What is XML and Why Should Humanists Care?

C. M. Sperberg-McQueen (University of Illinois at Chicago)

[Abstract for a talk at] DRH '97, Oxford, September 1997

The Extensible Markup Language (XML) is a subset of the Standard Generalized Markup Language (SGML) intended to make it more usable for distributing materials on the World Wide Web. XML differs from SGML primarily in simplifying the sometimes intimidating formalisms of SGML in order to ensure that an XML parser is simple enough to embed in even lightweight software, including Web browsers. It differs from HTML primarily in allowing the user to specify new tags, marking types of elements not foreseen in the HTML specification, and making it possible for common off-the-shelf browsers and other software to handle such user-defined element types usefully.

In XML, for example, the publisher of a scholarly edition can define element types like <del> or <add> for marking manuscript cancellations or interlineations. Under control of the style sheet, these could be marked with brackets and arrows, displayed in special colors, or otherwise made visible to the reader; an alternate style sheet might omit the cancelled material entirely and include the inserted material silently, thus creating a sort of `fair copy' of the document. In HTML, there are no element types for registering cancellations or interlineations, and it is unlikely that there ever will be. If a Web publisher wishes to allow the user two or more alternative views of the same document, then two distinct HTML forms of the same material must be available. These may be prepared in advance or generated on the fly; either method makes online publication of complex material more complicated and places a heavier burden on the resource provider, compared with the SGML/XML model.

The paper will outline briefly the structure and current status of the XML specifications, before illustrating XML usage with a series of concrete examples showing various aspects of XML markup and how it will work in practice. The examples should make clear what XML can do that existing HTML and SGML systems cannot do.
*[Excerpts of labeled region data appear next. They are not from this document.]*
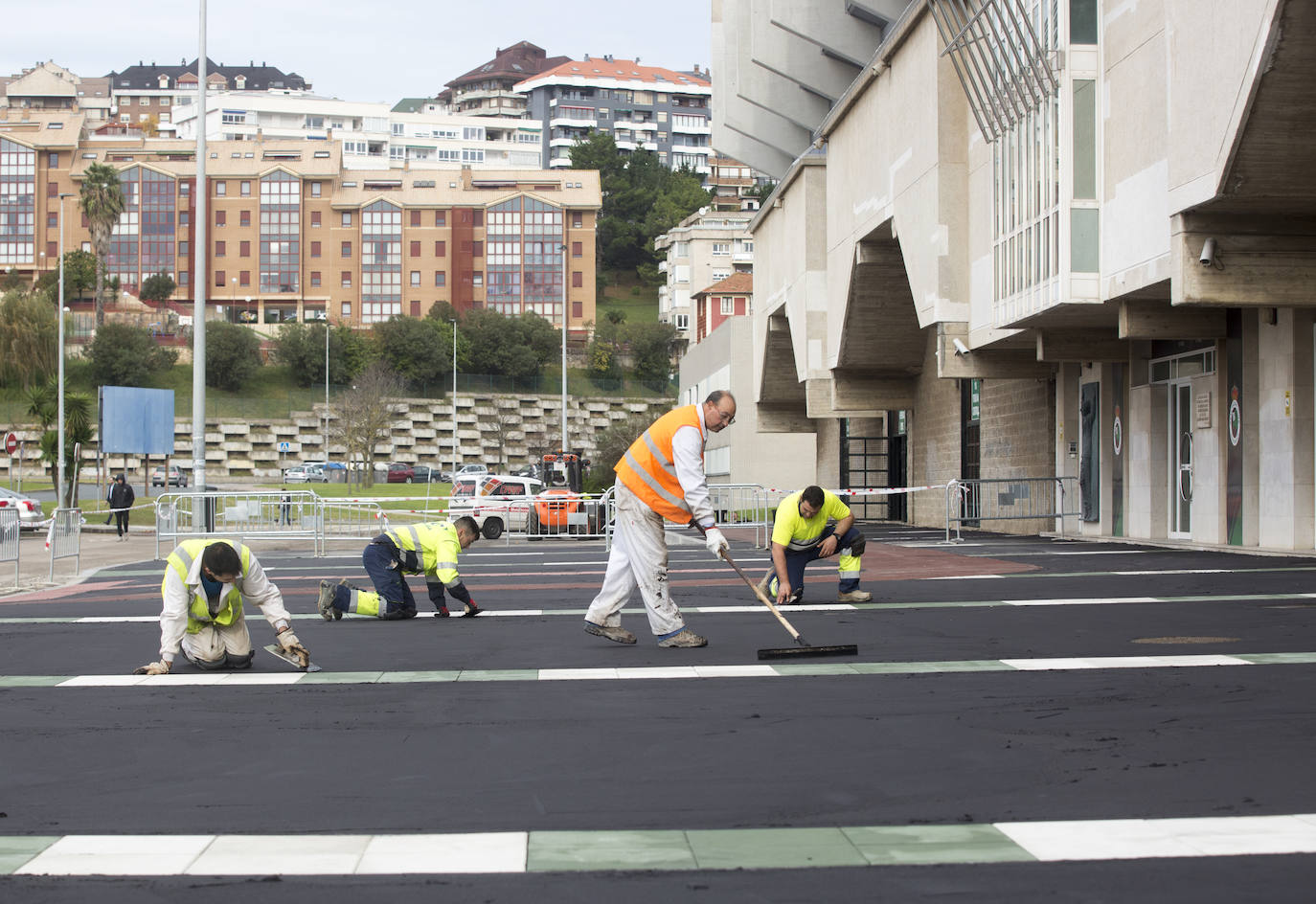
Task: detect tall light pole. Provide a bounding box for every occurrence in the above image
[562,240,569,455]
[193,0,211,510]
[447,317,457,486]
[56,192,73,508]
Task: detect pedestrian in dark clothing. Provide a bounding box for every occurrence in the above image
[109,474,137,539]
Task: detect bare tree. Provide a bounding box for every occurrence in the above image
[330,361,405,486]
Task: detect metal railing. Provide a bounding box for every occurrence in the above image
[155,489,323,559]
[46,508,81,583]
[0,508,18,587]
[946,478,1079,543]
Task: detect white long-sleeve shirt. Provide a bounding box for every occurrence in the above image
[671,404,717,528]
[161,554,292,662]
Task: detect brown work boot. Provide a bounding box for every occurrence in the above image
[658,627,708,647]
[584,622,636,644]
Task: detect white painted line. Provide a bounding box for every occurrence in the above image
[356,831,529,875]
[14,836,215,876]
[186,836,370,876]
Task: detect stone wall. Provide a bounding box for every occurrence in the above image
[0,392,675,481]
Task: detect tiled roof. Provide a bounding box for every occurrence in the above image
[693,272,754,299]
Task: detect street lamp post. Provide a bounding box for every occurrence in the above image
[56,192,73,508]
[447,317,457,486]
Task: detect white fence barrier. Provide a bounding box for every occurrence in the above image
[0,508,18,587]
[46,508,81,583]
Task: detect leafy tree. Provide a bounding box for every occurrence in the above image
[36,247,96,300]
[87,324,178,386]
[78,163,124,329]
[28,379,92,508]
[329,361,404,486]
[205,321,261,390]
[371,317,453,384]
[137,272,177,304]
[0,288,59,387]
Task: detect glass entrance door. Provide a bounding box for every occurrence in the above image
[1166,380,1192,539]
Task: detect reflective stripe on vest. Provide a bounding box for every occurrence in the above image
[616,405,708,524]
[161,539,251,634]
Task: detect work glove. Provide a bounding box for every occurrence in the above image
[704,528,731,558]
[274,630,310,668]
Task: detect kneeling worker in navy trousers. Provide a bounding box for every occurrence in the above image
[758,486,873,605]
[316,517,481,622]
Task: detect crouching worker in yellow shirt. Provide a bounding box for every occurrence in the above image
[758,486,873,605]
[133,539,310,675]
[316,517,481,622]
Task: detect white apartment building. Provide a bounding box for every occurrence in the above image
[654,207,754,344]
[173,91,541,170]
[715,0,1316,550]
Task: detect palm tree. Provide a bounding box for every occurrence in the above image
[78,163,124,329]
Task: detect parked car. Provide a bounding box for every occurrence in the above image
[388,462,416,483]
[151,464,187,486]
[447,474,543,539]
[0,486,46,529]
[283,464,329,483]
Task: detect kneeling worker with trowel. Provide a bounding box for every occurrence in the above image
[316,517,481,622]
[133,539,310,675]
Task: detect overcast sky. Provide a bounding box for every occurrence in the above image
[0,0,711,102]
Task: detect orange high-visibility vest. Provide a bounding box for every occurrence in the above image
[615,405,708,524]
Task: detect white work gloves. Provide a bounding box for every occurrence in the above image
[704,528,731,558]
[274,629,310,668]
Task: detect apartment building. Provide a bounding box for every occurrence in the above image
[654,207,754,345]
[437,41,567,119]
[173,91,541,170]
[0,109,601,334]
[516,56,714,176]
[726,0,1316,550]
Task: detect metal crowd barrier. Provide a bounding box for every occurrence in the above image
[946,478,1079,543]
[155,489,323,559]
[46,508,81,583]
[0,508,18,587]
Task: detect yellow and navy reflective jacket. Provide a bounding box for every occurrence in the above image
[161,539,251,634]
[773,489,851,552]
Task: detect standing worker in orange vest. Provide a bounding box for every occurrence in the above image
[584,390,736,647]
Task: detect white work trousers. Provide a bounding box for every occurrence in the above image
[584,482,686,636]
[183,615,251,665]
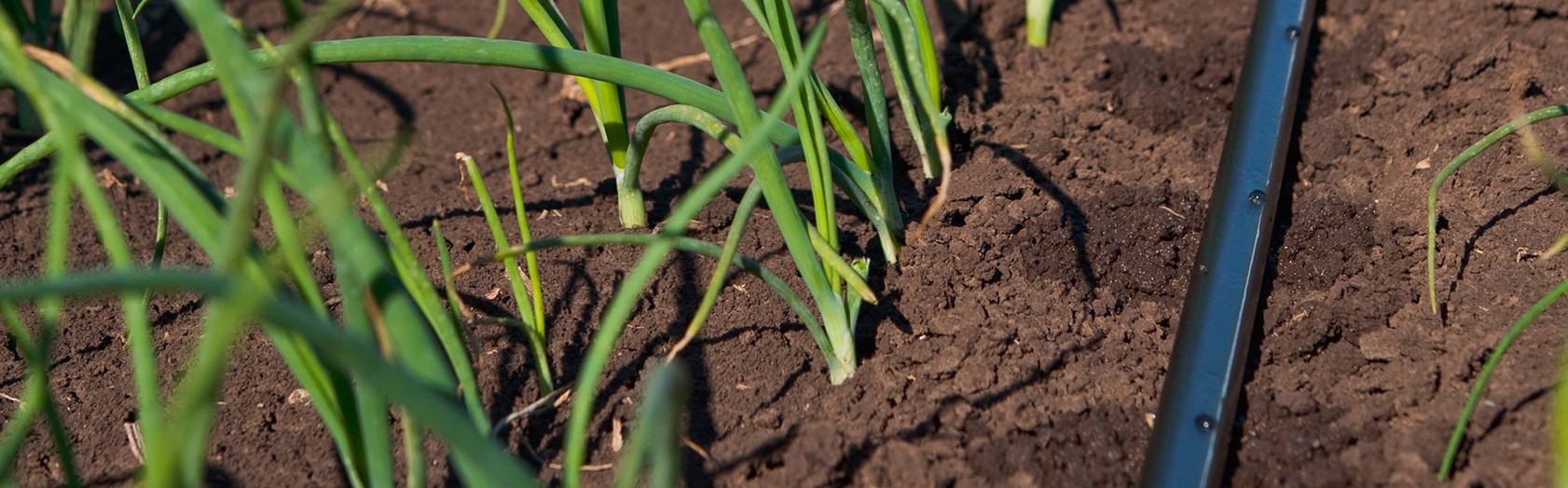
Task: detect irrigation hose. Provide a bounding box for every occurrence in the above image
[1140,0,1315,486]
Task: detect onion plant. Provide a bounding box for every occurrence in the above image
[1427,105,1568,481]
[1024,0,1057,47]
[0,0,950,486]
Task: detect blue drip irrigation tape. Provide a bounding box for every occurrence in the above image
[1140,0,1315,486]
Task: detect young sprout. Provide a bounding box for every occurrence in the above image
[1024,0,1055,47]
[1427,105,1568,481]
[1427,105,1568,313]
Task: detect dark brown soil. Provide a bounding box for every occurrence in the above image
[0,0,1568,486]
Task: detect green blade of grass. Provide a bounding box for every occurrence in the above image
[1024,0,1055,47]
[458,154,555,391]
[613,361,692,488]
[490,83,552,369]
[1437,277,1568,481]
[0,269,538,486]
[1427,105,1568,313]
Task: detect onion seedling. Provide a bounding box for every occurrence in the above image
[1427,105,1568,481]
[1024,0,1057,47]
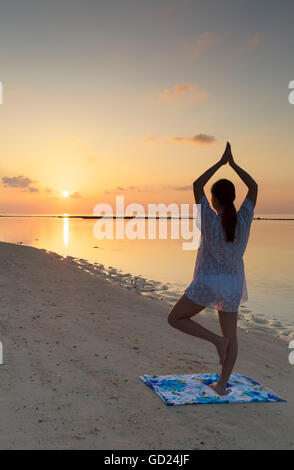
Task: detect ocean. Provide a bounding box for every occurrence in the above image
[0,214,294,339]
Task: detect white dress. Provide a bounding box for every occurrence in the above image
[185,194,254,312]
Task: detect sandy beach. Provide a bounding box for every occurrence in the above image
[0,242,294,450]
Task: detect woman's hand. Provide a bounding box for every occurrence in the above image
[220,142,233,165]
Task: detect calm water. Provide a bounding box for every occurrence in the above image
[0,214,294,323]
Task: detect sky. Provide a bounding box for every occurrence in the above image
[0,0,294,214]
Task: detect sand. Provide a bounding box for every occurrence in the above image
[0,242,294,450]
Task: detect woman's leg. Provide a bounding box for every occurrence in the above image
[211,311,238,395]
[168,294,229,363]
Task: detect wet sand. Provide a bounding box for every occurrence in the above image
[0,242,294,450]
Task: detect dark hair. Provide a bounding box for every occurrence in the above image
[211,178,237,242]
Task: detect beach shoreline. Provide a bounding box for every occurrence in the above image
[0,242,294,450]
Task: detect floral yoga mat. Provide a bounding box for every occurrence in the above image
[139,374,286,405]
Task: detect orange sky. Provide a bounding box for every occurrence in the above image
[0,1,294,214]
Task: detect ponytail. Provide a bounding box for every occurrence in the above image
[221,202,237,242]
[211,178,237,242]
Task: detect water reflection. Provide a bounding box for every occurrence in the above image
[63,214,69,245]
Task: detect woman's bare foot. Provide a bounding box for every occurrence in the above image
[209,382,227,395]
[216,336,230,364]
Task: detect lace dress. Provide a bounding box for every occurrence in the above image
[185,194,254,312]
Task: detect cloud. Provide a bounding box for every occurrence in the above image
[248,33,261,48]
[187,31,224,55]
[104,186,141,194]
[2,175,36,188]
[70,191,82,199]
[2,175,40,193]
[169,184,192,191]
[172,134,216,145]
[159,83,208,101]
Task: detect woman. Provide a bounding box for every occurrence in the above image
[168,142,258,395]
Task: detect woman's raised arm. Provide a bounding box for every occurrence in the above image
[193,142,230,204]
[228,143,258,207]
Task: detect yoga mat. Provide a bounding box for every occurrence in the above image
[139,374,286,405]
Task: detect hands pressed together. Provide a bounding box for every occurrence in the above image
[220,142,234,166]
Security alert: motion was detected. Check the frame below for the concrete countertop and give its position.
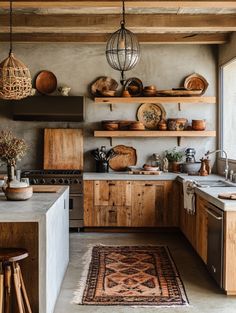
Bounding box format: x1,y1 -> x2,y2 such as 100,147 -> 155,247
0,186 -> 69,222
83,172 -> 178,180
83,172 -> 236,211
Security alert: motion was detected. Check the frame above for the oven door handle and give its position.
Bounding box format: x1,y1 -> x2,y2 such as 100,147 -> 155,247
205,208 -> 223,221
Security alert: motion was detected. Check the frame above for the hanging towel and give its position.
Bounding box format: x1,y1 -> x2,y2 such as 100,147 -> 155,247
183,180 -> 196,215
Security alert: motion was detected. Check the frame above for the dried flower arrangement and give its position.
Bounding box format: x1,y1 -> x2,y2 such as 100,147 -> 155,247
0,130 -> 27,166
0,130 -> 27,181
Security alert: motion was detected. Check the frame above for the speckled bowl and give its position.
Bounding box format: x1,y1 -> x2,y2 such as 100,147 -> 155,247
3,186 -> 33,201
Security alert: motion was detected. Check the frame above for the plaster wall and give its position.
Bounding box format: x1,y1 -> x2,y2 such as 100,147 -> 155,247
0,43 -> 217,170
217,32 -> 236,173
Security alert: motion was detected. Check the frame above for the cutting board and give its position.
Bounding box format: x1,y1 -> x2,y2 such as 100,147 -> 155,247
32,185 -> 62,193
43,128 -> 83,170
129,170 -> 162,175
218,192 -> 236,200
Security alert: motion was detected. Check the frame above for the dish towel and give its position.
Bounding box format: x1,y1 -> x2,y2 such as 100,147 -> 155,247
183,180 -> 196,215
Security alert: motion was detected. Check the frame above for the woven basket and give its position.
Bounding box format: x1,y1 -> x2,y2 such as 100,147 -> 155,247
0,53 -> 32,100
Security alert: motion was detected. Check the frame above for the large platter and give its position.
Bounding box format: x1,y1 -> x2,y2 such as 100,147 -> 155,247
184,73 -> 209,95
137,103 -> 166,129
109,145 -> 137,171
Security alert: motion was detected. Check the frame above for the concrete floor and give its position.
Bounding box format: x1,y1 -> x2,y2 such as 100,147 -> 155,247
54,233 -> 236,313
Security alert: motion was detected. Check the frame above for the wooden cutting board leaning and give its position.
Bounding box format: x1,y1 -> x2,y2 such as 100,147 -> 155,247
218,192 -> 236,200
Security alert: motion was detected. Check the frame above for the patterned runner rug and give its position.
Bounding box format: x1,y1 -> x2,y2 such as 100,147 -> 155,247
76,246 -> 188,306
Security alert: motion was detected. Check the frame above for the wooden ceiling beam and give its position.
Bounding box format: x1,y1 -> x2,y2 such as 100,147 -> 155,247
0,0 -> 236,9
0,33 -> 230,44
0,14 -> 236,33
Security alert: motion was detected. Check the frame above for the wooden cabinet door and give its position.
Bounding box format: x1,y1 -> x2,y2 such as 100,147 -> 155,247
196,196 -> 207,263
94,180 -> 131,206
179,184 -> 196,248
131,181 -> 179,227
84,180 -> 131,227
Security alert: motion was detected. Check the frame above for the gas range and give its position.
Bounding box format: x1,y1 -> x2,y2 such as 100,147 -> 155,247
21,170 -> 83,192
21,170 -> 83,228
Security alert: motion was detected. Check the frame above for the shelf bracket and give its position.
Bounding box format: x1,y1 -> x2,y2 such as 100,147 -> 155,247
177,137 -> 182,147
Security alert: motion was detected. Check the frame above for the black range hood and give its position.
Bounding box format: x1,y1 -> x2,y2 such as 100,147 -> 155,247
9,96 -> 84,122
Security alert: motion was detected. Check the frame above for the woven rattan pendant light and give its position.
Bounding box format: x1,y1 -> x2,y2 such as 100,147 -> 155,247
106,0 -> 140,84
0,0 -> 32,100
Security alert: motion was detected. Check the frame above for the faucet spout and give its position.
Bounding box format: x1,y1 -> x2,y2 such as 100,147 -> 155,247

Consider a text in modern English, presented approximately the way that an ancient manuscript or inscription might have rendered it:


Using the markup techniques of white space, punctuation, and case distinctions which have become standard in European languages, the text is significantly more readable:

Four score and seven years ago,
our forefathers brought forth
on this continent a new nation,
conceived in liberty and
dedicated to the proposition
that all men are created equal.
Now we are engaged in a great civil war,
testing whether that nation
or any nation so conceived
and so dedicated
can long endure.

Conventions like punctuation and standard layout serve to make the structure of the text more explicit, thus making reading easier. Like most formal systems intended for human readers, punctuation and the division of text into words can allow themselves occasional ambiguities and uncertainties without becoming pointless. Text software is much worse than humans at handling ambiguity and uncertainty, however, and experience has shown that software can do a much better job of processing texts if explicit markup schemes are used to reduce the ambiguity and uncertainty of textual structure. Virtually all text-processing software (concordance packages, word processors, Web browsers, indexers, information retrieval systems, ...) use some sort of markup, some of it in the form of undocumented binary codes embedded in a file and some in the form of human-readable codes in publicly documented forms. XML is concerned with the latter form.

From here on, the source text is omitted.